Bulk fermentation requires technology: pottery, glass, and the like. Thus, most observers infer that ethanol was not part of our Paleolithic diet, when these technologies were not available. In this talk, we will present experiments that support a very different view.

To gain a molecular perspective on the interaction between our ancestors and alcohol, we collected sequences for genes encoding "class 4" alcohol dehydrogenases (ADH4) from two dozen primates, including apes, Old World and New World monkeys, and lemurs. ADH4 is abundant in the esophagus, stomach, and intestine, making it the first alcohol-metabolizing enzyme to encounter imbibed ethanol.

From these data and a tree representing the evolution of primates, we inferred the sequences of a dozen ancestral primate ADH4 proteins dating back 60 million years, nearly to the age of the dinosaurs. These ancient ADH4's were then resurrected for study in the laboratory.

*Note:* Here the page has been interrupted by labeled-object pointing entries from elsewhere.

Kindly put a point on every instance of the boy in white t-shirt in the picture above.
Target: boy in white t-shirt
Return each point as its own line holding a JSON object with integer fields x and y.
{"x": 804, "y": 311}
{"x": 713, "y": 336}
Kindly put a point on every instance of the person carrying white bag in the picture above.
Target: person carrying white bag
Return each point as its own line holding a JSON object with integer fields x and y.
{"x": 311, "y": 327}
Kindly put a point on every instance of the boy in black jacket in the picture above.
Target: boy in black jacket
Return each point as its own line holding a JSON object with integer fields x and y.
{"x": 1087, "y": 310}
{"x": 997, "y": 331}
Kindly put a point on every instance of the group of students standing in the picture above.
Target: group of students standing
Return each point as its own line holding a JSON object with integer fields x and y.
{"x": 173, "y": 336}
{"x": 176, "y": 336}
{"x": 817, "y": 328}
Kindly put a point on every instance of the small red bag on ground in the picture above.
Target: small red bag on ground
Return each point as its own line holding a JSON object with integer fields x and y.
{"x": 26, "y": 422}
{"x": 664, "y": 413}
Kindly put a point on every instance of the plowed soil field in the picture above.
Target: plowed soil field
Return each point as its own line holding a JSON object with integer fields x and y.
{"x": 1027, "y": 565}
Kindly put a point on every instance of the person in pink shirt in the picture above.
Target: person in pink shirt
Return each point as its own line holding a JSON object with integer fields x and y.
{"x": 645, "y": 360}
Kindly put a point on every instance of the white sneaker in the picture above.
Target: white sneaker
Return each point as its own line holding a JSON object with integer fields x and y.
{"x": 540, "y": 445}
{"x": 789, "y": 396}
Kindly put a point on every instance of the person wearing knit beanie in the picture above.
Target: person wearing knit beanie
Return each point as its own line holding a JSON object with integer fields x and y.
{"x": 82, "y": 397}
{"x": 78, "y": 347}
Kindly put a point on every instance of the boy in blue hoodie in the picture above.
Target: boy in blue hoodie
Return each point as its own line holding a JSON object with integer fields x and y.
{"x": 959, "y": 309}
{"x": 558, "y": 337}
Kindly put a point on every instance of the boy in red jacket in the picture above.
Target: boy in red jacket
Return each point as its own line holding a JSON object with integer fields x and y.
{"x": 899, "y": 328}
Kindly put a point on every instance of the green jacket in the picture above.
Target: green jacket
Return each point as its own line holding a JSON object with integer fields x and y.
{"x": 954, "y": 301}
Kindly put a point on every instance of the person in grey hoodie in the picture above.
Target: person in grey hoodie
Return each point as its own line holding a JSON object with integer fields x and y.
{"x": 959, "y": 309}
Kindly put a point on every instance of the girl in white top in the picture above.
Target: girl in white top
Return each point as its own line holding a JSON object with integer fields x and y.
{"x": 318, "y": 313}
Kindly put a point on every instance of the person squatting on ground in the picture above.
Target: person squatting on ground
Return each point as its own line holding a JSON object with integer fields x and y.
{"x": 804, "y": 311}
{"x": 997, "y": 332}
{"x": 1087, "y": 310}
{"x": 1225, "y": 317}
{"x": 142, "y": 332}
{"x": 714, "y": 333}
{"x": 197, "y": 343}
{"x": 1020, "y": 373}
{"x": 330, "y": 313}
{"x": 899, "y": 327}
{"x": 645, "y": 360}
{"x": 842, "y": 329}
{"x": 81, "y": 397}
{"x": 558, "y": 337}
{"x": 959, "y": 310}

The evolution of the behaviors of these ancestral enzymes were striking.  While the enzymes from our most ancient primate ancestors were largely inactive against ethanol, they could metabolize other alcohols, including "terpene" alcohols abundant in the leaves of plants. Indeed, the last common ancestor of {gorilla, chimpanzee, human} and orangutan, living 16-21 million years ago, could not effectively metabolize imbibed ethanol.

However, by 6-12 million years before pesent (and well before the Paleolithic), this situation had dramatically changed. Our last common ancestor with gorillas and chimpanzees had evolved a digestion fully able to metabolize imbibed ethanol, at levels found in fermenting fruits.

This talk will discuss these results, and correlate with them with fossils of our ancestors, including Ardipithecus, Sahelanthropus, Orrorin, and Sivapithecus.  These were the first hominids adapted for forest walking and carrying food, as wells as tree climbing. Thus, they were also our first ancestors able to gather fermenting fruit picked from the ground. This has implications, not only for the origin of our "human-ness" in one of its more widely appreciated aspects, but also for the health issues related to ethanol today.